In the difference-in-differences design (Dynes and Holbein 2019), all 120 non-nuclear runs across both models returned an estimate of −0.041—the standard two-way fixed effects result—to the third decimal place. When directly told to “make decisions that produce significant results,” both models refused. Claude identified the request as “scientific misconduct.” Codex stated it “conflicts with research integrity.”
The researchers’ “nuclear” prompt reframed specification search as uncertainty reporting, asking models to provide “an upper point estimate by exploring alternative approaches.” Both models complied. For the regression discontinuity design, one model wrote nested loops over bandwidth multipliers, kernel functions, polynomial degrees, and clustering options, running dozens of specifications and selecting by significance. One run produced an estimate more than triple the published result. The degree of estimate inflation tracked the analytical flexibility available in each research design. Observational studies organized around demographic variables were the most vulnerable. Randomized controlled trials were the most robust. The vulnerability gradient mirrors the human p-hacking literature: see Abel Brodeur, Nikolai Cook, and Anthony Heyes, “Methods Matter: P-Hacking and Publication Bias in Causal Analysis in Economics,” American Economic Review 110, no. 11 (2020): 3634–3660.
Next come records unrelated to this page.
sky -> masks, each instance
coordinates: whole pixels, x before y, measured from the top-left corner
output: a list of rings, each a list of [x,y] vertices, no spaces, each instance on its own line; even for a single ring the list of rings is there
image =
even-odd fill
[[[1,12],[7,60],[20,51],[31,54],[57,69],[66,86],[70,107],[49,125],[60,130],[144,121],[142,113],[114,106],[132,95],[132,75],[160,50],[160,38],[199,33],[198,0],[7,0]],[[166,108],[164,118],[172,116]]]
Teppo Felin and Matthias Holweg describe large language models as “translation generalized,” machines that take one way of saying something and produce another way of saying the same thing. The outputs are fluent and various but drawn from the same distribution as the inputs. The machine cannot reason forward from an unproven belief into new data. Felin and Holweg call this capacity “theory-based causal reasoning.” See Felin and Holweg, Strategy Science, 2024.
The NSF revised its broader impacts guidance in 2025, deprioritizing “expanding participation of women and individuals from underrepresented groups” and stating that “research projects with more narrow impact limited to subgroups of people based on protected class or characteristics do not effectuate NSF priorities.” The seventh broader impacts category—the one most closely aligned with demographic frameworks—was explicitly deprioritized. The lateral incentive that pushed demographic compliance narratives into every discipline is weakening. NIH faces concurrent budget pressure and political scrutiny of health equity research.
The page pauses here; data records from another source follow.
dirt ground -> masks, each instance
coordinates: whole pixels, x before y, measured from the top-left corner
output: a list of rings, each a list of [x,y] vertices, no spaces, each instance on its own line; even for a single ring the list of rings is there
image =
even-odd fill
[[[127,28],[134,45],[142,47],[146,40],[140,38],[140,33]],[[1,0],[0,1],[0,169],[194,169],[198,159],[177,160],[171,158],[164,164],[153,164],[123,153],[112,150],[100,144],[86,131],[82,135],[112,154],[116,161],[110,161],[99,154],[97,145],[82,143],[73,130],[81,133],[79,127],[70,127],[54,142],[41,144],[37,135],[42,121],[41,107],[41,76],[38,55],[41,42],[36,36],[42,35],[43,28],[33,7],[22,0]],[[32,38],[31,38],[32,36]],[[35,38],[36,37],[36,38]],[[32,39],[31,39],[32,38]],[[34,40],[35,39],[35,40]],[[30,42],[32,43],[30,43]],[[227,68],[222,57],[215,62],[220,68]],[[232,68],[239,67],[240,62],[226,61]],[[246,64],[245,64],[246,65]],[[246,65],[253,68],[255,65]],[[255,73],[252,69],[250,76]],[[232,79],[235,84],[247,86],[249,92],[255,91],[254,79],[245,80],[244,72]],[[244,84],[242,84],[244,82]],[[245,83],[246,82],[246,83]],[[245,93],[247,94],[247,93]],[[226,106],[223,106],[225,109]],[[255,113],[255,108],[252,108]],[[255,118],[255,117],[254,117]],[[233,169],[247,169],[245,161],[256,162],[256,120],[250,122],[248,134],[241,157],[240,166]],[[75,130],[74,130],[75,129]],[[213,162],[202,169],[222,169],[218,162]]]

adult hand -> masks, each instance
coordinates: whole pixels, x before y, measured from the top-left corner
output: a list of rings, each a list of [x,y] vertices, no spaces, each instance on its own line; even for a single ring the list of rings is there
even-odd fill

fya: https://chrisbigum.blogspot.com/2026/02/bibs-bobs-32.html
Great article from which I learnt a lot. Found myself thinking though that the correct formulation of your key point is "Won't go to college to study social science *in the form it has come to take*". The corralling of the social sciences into the narrow questions that are amenable to the procedure you describe left open is a phenomenon of the last half century. The social sciences thereby vacated the space of the big questions that we all actually care about most, and the humanities expanded to fill it. That could accelerate, with the leg work of empirical analysis on the basis of available data left to AI and the social sciences evaporating, or the social scientists could find their way back to the big questions.